04/26/2021 Washington, D.C. (International Christian Concern) – In a press release, US Secretary of State Antony Blinken announced today that he will be meeting the president of Nigeria, Muhammadu Buhari, virtually on Tuesday. The meeting is part of a series of Africa-focused meetings scheduled throughout the day. Other meetings will include one with the Young African Leadership Initiative and senior leadership in Kenya.
The press release says that Blinken plans to highlight the United States and Nigeria’s “shared goals of strengthening democratic governance, building lasting security, and promoting economic ties and diversification.” The two countries have a long history of positive bilateral relations, much of which centers around US funding for security initiatives in Nigeria.
Buhari, who was elected to his current office in 2015, has had a tenure marked by security troubles. Despite running on promises to end terrorism and communal violence—much of it religiously motivated—he has had only mixed success in creating stability and was forced to sack his security chiefs earlier this year amid widespread discontent with recent increases in violence. In addition, he seems to largely deny the religious component of the violence.
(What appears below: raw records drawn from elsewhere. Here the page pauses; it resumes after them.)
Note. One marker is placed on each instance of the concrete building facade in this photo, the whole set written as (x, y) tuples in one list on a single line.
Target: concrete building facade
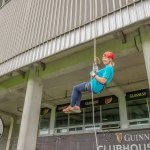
[(47, 47)]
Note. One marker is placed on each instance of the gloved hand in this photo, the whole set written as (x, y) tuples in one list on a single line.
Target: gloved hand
[(95, 67), (93, 74)]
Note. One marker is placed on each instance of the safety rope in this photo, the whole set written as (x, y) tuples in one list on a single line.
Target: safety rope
[(93, 107)]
Nigeria has dealt with significant internal violence for years, mostly at the hands of the Boko Haram terrorist group and militant Fulani herdsmen. Tens of thousands have been killed or abducted by these two groups, and hundreds of thousands have been internally displaced.
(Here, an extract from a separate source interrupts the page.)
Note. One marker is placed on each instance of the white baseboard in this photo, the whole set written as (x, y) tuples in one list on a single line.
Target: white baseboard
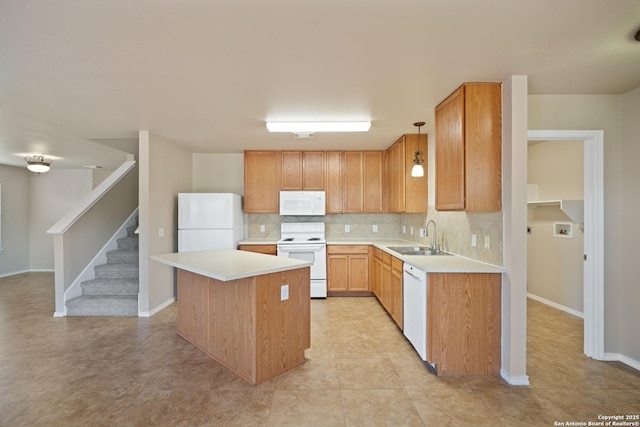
[(522, 381), (156, 309), (617, 357), (556, 305), (13, 273)]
1,900 civilians and government employees were killed by Boko Haram and Fulani militants in 2020 alone, according to ICC analysis of the situation. Much of the violence is concentrated in Christian-majority areas of the Middle Belt region.
ICC’s analysis shows that the majority of civilian and government deaths in 2020 happened at the hands of Fulani militants rather than Boko Haram terrorists or bandits. Despite this fact, the government of Nigeria continues to largely ignore the Fulani crisis in favor of the more easily-defined terrorist threat posed by Boko Haram and the simpler criminal threat posed by vaguely-defined bandits.
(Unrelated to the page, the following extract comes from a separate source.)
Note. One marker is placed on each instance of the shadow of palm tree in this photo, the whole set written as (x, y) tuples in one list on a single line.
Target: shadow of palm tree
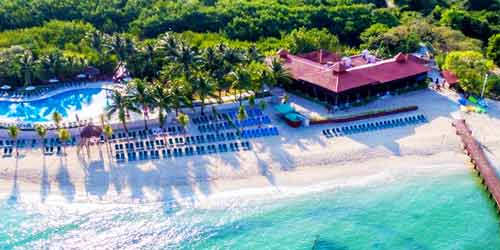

In Tuesday’s meeting, Blinken should push Buhari to take the issue of Fulani militancy seriously and to address the issue of violence against vulnerable Christian communities being targeted for their faith. The complexity of the situation facing Buhari is undeniable, but it only exacerbates the problem to ignore its religious component. The US devotes significant resources to the fight for peace and security in Nigeria and should push its partner to come up with a robust, comprehensive plan to combat the violence currently on the rise in Nigeria.